Until the family can be reunited, Malak and his father are determined to stick together. The boy is learning to get by in Greek. And Fewaz is starting to get used to his son's haircut.

A Teenager in Exile

Jihan's Story

Like millions, 34-year-old Jihan was willing to risk everything in order to escape war-torn Syria and find safety for her family. Unlike most, she is blind.

Nine months ago, she fled Damascus with her husband, Ashraf, 35, who is also losing his sight. Together with their two sons, they made their way to Turkey, boarding a boat with 40 others and setting out on the Mediterranean Sea. They hoped the journey would take eight hours. There was no guarantee they would make it alive.

After a treacherous voyage that lasted 45 hours, the family finally arrived at a Greek island in the Aegean Sea, called Milos - miles off course. Without support or assistance, they had to find their own way to Athens.

The police detained them for four days upon their arrival. They were cautioned to stay out of Athens, as well as three other Greek cities, leaving them stranded.

By now destitute and exhausted, the family were forced to split up - with Ashraf continuing the journey northwards in search of asylum and Jihan taking their two sons to Lavrion, an informal settlement about an hour's drive from the Greek capital.

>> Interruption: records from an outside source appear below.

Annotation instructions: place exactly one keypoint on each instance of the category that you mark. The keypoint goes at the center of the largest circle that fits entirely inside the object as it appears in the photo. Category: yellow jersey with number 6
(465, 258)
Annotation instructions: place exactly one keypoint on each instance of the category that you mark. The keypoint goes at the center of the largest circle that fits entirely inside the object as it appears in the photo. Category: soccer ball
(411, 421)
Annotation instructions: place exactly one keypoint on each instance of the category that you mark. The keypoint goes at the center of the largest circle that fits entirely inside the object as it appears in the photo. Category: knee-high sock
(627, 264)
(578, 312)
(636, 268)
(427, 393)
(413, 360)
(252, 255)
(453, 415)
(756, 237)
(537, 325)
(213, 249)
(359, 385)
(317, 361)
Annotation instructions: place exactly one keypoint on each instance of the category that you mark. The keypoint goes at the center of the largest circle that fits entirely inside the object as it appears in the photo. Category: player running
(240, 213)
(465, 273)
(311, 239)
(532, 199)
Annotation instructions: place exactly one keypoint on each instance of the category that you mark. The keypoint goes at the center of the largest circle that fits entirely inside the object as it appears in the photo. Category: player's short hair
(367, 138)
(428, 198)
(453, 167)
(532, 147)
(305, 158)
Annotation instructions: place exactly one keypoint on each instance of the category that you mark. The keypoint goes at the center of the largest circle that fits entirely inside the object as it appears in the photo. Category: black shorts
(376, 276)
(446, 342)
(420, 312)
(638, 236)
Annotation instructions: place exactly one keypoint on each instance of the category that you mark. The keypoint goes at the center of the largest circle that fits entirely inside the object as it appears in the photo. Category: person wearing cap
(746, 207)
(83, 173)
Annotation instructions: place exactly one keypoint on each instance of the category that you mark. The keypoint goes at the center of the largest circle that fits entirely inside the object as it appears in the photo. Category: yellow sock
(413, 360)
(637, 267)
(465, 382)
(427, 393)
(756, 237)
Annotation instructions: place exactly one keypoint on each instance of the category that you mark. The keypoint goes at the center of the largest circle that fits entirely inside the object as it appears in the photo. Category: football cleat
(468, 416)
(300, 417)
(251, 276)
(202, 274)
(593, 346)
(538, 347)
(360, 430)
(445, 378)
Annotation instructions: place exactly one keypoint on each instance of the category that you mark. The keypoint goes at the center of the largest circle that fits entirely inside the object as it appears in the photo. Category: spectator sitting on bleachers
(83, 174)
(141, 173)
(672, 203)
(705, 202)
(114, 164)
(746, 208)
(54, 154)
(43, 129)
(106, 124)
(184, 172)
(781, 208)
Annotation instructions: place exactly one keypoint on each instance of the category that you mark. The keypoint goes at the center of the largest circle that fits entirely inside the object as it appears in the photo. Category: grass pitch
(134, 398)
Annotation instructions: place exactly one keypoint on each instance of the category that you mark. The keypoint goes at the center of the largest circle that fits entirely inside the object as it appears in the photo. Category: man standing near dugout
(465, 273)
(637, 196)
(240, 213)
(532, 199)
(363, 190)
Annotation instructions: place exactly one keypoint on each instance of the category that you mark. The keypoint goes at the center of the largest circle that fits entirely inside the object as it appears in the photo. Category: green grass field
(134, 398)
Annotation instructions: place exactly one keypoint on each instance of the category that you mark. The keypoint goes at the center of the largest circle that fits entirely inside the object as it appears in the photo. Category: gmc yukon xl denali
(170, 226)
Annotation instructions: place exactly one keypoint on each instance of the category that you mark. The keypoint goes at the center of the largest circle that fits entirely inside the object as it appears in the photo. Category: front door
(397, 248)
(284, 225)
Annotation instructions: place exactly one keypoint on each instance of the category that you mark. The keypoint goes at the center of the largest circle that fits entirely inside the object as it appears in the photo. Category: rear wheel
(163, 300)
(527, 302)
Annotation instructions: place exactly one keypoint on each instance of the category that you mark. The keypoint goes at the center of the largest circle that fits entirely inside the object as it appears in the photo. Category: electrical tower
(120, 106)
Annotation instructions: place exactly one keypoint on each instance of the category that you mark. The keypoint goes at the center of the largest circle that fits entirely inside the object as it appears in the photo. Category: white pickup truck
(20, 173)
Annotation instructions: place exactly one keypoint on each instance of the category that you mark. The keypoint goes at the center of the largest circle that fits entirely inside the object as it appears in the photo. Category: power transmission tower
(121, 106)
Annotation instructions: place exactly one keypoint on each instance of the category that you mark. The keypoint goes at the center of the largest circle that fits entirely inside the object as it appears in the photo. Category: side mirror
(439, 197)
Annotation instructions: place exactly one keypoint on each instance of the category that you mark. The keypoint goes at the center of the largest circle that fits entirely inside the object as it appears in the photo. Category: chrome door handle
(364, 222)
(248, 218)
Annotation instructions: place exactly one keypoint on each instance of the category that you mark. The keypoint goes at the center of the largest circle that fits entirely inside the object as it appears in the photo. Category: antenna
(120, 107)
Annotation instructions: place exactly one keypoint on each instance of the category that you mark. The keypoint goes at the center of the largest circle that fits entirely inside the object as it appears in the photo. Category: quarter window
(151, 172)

Today, Jihan can only wait to be reunited with her husband, who has since been granted asylum in Denmark. The single room she shares with her two sons, Ahmed, 5, and Mohammad, 7, is tiny, and she worries about their education. Without an urgent, highly complex corneal transplant, her left eye will close forever.

"We came here for a better life and to find people who might better understand our situation," she says, sadly. "I am so upset when I see how little they do [understand]."